The human coughs up water, struggling a bit but Tony was easily stronger. This causes the human to blink in disorientation, its eyes a dark color like Tony’s if Pepper was to be believed. Her own eye color, and Natasha’s, were both light and that had surprised him because Tony’s eyes were dark brown like the human’s. Pepper had blue eyes but Natasha’s were green, and they both had small freckles you could only see if you were close to the light. Humans thought they were blemishes but he thought they were pretty, like scales on your face. But humans had strange standards for what was pretty and they often made no sense. “Wha- what the hell?” the human sputters out. English, thankfully. Most humans seemed to know this language but they all spoke it differently, and some humans claimed others spoke ‘broken’ English. Tony didn’t know how to break a language and they all sounded funny anyways.

“I… don’t understand,” Tony says, sounding strange to his own ears. The language sounded wet and slurred, probably a product of his biology being different than a human biology. Their tongues were different, Tony thinks. His voice catches the human’s attention though and he goes back to wiggling. “I can leave you to drown, but I’d feel bad and humans are a very feisty species so I don’t think wanting to die is normal,” he says. He’s not sure if he’s pronouncing things quite right, it sounded like it was right, maybe. There were so many ways humans sounded using the language though, and he wasn’t sure which one he should use.

There is a long moment between his own speech and the human’s, something Tony knows to be odd because his observations told him humans didn’t like long silences. The human looks him over as if it was assessing him in some way but Tony had no idea what he was looking for.

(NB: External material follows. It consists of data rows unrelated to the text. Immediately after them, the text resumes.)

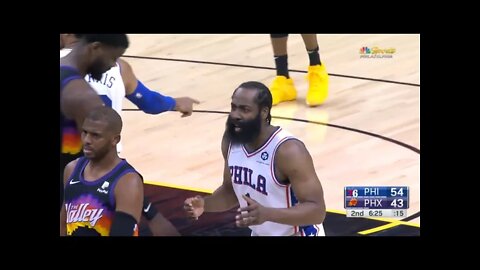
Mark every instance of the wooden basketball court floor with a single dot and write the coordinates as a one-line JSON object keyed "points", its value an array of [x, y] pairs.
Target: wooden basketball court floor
{"points": [[372, 136]]}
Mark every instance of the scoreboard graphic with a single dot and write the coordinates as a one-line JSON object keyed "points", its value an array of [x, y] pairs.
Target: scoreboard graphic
{"points": [[376, 201]]}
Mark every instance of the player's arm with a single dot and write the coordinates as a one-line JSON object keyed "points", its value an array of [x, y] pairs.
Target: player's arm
{"points": [[129, 202], [295, 163], [63, 213], [149, 101], [78, 99], [223, 198]]}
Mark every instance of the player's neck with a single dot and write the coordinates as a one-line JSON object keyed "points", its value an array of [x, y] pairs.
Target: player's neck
{"points": [[107, 162], [76, 59], [265, 133]]}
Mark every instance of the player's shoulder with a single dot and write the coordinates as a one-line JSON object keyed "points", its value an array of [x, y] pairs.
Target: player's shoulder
{"points": [[290, 147]]}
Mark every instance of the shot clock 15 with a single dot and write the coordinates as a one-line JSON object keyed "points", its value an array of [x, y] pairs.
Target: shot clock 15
{"points": [[376, 201]]}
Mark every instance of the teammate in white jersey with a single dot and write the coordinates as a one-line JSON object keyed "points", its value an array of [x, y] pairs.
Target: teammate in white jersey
{"points": [[120, 82], [267, 171]]}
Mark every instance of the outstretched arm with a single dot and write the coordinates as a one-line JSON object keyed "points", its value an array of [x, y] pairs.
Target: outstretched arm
{"points": [[222, 199], [149, 101], [294, 163]]}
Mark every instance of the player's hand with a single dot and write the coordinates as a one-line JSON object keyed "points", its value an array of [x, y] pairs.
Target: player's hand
{"points": [[185, 105], [253, 214], [194, 207]]}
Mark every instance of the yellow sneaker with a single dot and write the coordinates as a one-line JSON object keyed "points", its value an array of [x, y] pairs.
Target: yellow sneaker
{"points": [[318, 85], [282, 89]]}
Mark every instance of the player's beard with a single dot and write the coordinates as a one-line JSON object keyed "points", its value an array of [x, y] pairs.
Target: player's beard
{"points": [[249, 130], [96, 70]]}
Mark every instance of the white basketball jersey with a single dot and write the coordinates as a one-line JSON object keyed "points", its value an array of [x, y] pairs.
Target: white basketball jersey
{"points": [[253, 174], [110, 88]]}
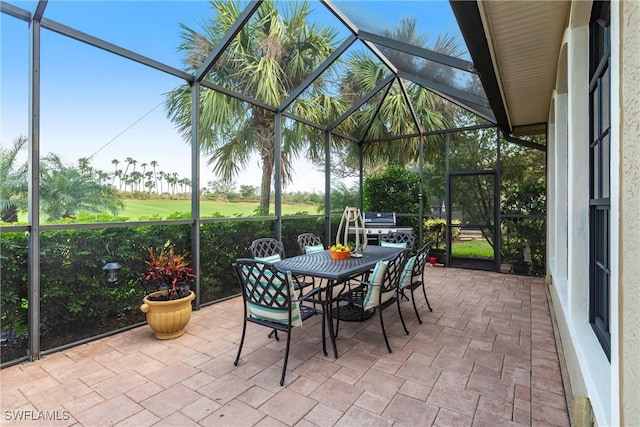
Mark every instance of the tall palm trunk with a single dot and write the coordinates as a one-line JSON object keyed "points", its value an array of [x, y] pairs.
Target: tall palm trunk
{"points": [[265, 128]]}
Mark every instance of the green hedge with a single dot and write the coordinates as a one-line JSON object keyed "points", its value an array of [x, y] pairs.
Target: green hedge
{"points": [[76, 302]]}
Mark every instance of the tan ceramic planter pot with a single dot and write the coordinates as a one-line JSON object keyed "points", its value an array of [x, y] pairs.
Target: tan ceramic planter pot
{"points": [[168, 318]]}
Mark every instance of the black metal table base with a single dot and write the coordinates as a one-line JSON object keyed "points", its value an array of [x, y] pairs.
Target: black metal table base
{"points": [[351, 313]]}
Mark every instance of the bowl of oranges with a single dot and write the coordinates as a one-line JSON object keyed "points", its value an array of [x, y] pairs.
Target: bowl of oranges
{"points": [[340, 251]]}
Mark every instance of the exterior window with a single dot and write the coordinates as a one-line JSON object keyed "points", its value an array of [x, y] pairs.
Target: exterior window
{"points": [[599, 173]]}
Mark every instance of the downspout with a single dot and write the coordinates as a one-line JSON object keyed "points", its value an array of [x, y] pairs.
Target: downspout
{"points": [[278, 175], [195, 186], [33, 268], [327, 187]]}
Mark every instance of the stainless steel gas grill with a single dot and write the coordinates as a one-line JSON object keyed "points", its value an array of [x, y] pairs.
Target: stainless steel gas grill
{"points": [[378, 223]]}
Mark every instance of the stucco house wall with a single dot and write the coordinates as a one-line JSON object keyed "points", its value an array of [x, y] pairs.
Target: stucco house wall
{"points": [[613, 387], [629, 176]]}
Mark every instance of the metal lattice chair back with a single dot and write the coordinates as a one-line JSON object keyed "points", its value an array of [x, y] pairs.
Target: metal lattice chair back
{"points": [[380, 292], [421, 260], [266, 248], [399, 237], [270, 301], [391, 278], [308, 240], [413, 276]]}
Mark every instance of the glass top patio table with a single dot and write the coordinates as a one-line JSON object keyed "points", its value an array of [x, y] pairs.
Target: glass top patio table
{"points": [[321, 265]]}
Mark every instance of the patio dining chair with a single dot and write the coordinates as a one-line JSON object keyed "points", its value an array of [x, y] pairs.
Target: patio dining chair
{"points": [[309, 243], [267, 249], [270, 300], [271, 250], [380, 292], [400, 239], [412, 276]]}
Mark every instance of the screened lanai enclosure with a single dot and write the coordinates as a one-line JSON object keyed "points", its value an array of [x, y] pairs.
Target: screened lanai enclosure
{"points": [[115, 113]]}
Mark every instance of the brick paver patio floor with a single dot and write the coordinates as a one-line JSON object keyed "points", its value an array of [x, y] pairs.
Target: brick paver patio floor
{"points": [[485, 356]]}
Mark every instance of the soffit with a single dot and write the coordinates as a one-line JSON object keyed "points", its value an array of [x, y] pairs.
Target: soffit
{"points": [[525, 38]]}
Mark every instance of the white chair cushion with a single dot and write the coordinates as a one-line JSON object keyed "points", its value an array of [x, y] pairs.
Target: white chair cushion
{"points": [[314, 248], [270, 259], [371, 300], [274, 314], [407, 274], [394, 245]]}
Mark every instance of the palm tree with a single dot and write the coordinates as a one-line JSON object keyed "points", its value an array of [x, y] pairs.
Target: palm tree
{"points": [[267, 60], [65, 191], [13, 176], [154, 164], [115, 162], [394, 117]]}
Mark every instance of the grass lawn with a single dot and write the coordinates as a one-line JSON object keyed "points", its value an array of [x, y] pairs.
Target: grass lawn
{"points": [[472, 249], [134, 208]]}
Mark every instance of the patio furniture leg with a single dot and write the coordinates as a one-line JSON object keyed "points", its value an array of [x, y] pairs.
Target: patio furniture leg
{"points": [[425, 297], [324, 328], [401, 317], [244, 331], [384, 333], [415, 308], [286, 356]]}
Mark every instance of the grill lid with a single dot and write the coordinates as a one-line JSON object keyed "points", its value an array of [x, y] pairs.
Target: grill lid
{"points": [[379, 219]]}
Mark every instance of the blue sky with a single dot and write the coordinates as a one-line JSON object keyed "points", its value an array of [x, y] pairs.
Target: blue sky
{"points": [[100, 105]]}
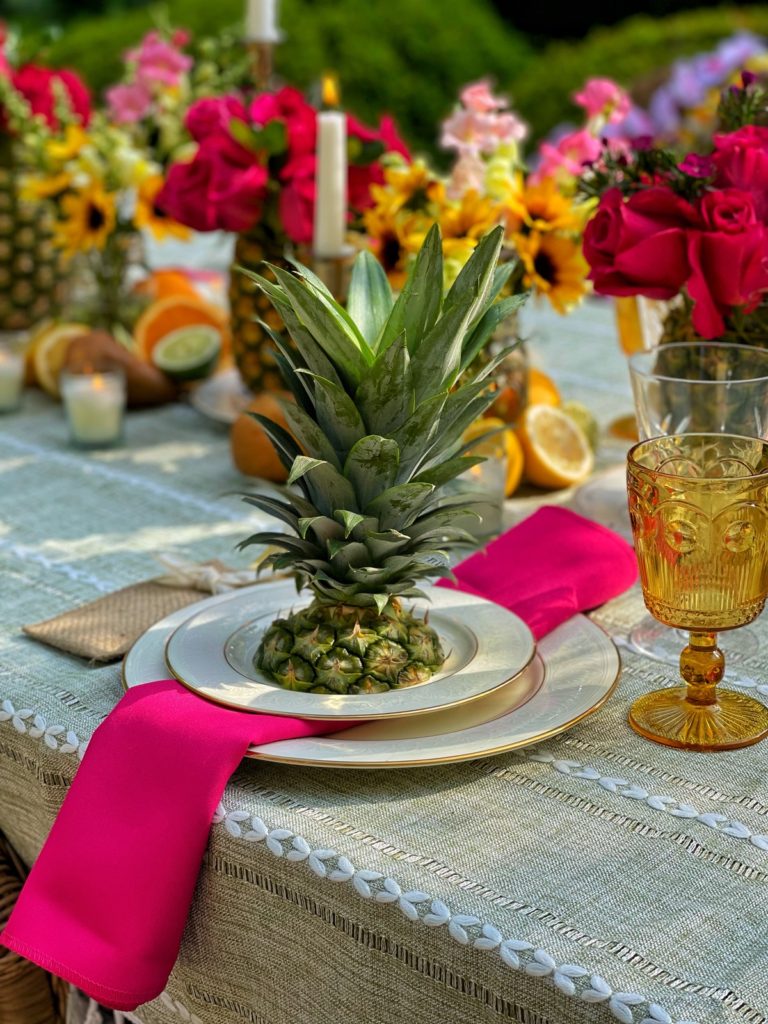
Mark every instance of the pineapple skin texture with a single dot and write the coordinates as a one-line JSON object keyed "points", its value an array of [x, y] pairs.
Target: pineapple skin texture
{"points": [[345, 649], [252, 347]]}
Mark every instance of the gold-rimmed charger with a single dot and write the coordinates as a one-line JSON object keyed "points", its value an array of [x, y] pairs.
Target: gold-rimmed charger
{"points": [[212, 653], [574, 672]]}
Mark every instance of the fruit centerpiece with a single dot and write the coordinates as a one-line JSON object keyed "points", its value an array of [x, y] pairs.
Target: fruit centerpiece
{"points": [[375, 435], [252, 172]]}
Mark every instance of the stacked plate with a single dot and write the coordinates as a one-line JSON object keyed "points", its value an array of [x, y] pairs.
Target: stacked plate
{"points": [[497, 690]]}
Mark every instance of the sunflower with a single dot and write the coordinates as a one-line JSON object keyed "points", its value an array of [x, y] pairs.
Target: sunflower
{"points": [[555, 267], [87, 220], [150, 215], [541, 207]]}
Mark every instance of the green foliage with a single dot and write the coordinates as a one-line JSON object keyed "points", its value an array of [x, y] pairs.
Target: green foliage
{"points": [[635, 53], [404, 56]]}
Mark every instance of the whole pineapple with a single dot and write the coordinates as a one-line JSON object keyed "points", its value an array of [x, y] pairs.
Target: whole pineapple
{"points": [[250, 308], [382, 401], [30, 270]]}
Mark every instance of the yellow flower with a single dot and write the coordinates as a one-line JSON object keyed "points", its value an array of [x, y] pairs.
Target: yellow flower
{"points": [[542, 207], [555, 267], [61, 150], [87, 220], [35, 188], [151, 216]]}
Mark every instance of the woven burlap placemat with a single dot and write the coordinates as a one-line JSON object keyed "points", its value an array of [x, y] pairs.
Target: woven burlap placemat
{"points": [[105, 629]]}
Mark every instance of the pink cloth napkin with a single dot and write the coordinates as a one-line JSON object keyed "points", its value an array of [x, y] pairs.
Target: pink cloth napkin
{"points": [[105, 903], [550, 566]]}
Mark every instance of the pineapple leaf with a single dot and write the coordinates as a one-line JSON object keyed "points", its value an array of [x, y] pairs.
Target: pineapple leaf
{"points": [[370, 300], [328, 329], [372, 466], [283, 442], [337, 414], [308, 433], [398, 506], [385, 396], [489, 321], [449, 470], [419, 303]]}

He certainly wouldn’t find anything interesting anyways, he was fairly certain his tail made him undesirable to humans according to their beauty standards. Those ‘feet’ things seemed pretty important, and whatever the hell was between their legs, humans could go on and on about those body parts but only when it wasn’t taboo. He had a hard time keeping up sometimes. “What are you?” the human finally asks him.

“Um… a human?” he guesses even though he knows this human was likely not stupid enough to believe that.

“Buddy, your shoulders have scales, you aren’t human so what are you?” the human asks.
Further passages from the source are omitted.